Womanism Through The Eyes of Flora Nwapa's, Efuru by Ebele Chizea

Womanism Through The Eyes of Flora Nwapa's, Efuru

by Ebele Chizea
Published on Wed, Jul 29 2009 by Ebele Chizea
Bronx, NY: I remember reading Flora Nwapa's novel, Efuru, at age 11 and being captivated by the beautiful, financially independent female protagonist who suffers many tragic events.
 
Efuru is the story of a young woman in post colonial Eastern Nigeria who wishes to be a wife , mother and a successful business woman. She is able to become a successful trader,  however her personal life remains bumpy. She loses two husbands and her only child. By the end of the book, she visits the lake goddess Uhamiri after making some offerings. It is then that she realizes that Uhamiri gives her followers wealth and beauty but few children.
 
It wasn't so much the tragedy that seemed to surround her that fascinated me, it was her strong spirit and her ability to take responsibility for herself. She was the epitome of the modern woman.

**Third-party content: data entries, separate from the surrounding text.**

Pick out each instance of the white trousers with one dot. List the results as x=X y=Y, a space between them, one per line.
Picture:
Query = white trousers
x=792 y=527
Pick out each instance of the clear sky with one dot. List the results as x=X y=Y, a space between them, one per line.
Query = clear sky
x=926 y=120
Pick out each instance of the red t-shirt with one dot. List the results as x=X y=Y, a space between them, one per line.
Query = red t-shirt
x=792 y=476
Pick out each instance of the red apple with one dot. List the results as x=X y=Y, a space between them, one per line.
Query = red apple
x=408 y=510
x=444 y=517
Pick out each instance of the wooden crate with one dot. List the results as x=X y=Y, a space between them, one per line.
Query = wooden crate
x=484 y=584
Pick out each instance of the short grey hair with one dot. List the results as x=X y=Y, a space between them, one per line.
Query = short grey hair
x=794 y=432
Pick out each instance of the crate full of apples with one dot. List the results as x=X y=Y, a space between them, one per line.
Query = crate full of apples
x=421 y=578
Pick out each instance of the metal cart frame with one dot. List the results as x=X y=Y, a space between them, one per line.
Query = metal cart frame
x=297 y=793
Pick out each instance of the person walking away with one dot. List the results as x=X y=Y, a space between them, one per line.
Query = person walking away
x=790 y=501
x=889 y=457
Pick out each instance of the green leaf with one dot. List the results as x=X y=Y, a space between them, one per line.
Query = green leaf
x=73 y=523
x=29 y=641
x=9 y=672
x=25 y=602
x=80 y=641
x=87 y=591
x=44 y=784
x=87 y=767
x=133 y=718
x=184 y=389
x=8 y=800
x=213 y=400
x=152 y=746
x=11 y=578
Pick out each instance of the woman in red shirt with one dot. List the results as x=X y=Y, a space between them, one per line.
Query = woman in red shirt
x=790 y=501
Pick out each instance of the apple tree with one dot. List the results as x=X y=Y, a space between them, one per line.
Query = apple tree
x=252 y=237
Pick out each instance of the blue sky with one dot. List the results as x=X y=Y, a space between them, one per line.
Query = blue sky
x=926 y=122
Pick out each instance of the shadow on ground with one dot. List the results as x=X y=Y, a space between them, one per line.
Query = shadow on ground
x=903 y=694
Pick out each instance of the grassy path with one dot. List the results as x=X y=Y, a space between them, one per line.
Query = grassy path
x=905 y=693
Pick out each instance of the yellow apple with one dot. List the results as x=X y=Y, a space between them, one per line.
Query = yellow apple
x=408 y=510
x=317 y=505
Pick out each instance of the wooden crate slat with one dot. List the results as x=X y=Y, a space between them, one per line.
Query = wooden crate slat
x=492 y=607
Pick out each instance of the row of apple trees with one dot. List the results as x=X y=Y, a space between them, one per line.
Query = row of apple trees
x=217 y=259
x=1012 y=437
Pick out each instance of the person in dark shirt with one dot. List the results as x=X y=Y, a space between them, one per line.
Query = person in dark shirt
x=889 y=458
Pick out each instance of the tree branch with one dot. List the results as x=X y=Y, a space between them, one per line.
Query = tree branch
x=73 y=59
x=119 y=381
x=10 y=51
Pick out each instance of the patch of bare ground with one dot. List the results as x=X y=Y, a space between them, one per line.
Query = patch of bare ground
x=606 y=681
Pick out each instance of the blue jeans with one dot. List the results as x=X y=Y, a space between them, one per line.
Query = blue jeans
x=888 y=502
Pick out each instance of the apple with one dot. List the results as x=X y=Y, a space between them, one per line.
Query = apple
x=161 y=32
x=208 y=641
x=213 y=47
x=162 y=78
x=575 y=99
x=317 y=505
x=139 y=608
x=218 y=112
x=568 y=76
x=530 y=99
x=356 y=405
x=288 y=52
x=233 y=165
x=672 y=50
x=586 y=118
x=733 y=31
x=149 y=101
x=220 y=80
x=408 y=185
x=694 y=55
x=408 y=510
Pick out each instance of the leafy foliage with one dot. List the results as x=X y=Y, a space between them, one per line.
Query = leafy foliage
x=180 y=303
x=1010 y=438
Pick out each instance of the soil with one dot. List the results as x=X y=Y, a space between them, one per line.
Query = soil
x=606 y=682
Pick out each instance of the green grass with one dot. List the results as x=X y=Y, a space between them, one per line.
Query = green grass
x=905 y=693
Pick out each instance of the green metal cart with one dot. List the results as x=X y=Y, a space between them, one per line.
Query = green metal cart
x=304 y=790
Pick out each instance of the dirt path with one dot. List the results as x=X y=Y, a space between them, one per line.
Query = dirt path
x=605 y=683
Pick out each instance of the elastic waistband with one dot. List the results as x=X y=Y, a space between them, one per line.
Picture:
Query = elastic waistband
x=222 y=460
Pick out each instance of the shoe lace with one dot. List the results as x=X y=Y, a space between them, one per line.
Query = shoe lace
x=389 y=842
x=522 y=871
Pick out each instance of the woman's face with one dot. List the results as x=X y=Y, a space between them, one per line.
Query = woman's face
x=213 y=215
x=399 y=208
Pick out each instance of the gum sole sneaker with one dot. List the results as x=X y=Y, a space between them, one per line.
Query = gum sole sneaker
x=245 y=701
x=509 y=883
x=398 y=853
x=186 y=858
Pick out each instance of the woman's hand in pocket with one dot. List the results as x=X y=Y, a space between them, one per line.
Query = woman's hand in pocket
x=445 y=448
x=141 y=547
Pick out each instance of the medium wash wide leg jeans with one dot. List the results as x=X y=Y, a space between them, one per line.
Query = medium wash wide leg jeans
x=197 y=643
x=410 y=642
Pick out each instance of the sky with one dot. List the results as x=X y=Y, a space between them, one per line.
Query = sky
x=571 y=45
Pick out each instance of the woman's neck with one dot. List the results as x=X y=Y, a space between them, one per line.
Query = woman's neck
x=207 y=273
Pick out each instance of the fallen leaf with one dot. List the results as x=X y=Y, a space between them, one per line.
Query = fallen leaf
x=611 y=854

Efuru's cultural background, the world surrounded by spirits and other mystical elements was African. Her independence was a reflection of who she was as an African woman.
 
Efuru is like the contemporary woman in the sense that she wants to have it all; money, a husband and children. Though she does all she can to satisfy all three, she learns the hard way that she in particular can’t have it all. Efuru’s story pushes us as women to ask ourselves how much we are willing to be defined by our marital status and child bearing/raising abilities. In the case of a woman who can’t have it all, does that make her a failure or make her life not worth something? I believe that Flora Nwapa poses this question through this character.
 
Flora Nwapa's book which was published in 1966 and was the first novel to come out of Nigeria by a woman allowed people to take a peak into the authentic African woman, what she was, what she has the potential to be and what she is once again becoming. Efuru’s  story inspires me as a woman that no matter the ups and downs in one’s professional and personal life, there is a light at the end of the tunnel.
 
This is a Flora Nwapa quote I stumbled upon: "When I do write about women in Nigeria, in Africa, I try to paint a positive picture about women because there are many women who are very, very positive in their thinking, who are very, very independent, and very, very industrious." (from an interview with Marie Umeh, 1995)
 
Flora Nwapa who referred to herself as a womanist, was a novelist, playwright, poet and the first woman in West Africa to own a publishing house. Efuru was her debut novel. She went on to write other books including Never Again and Wives at War and Other Stories. She died on October 16, 1993 in Enugu, Nigeria.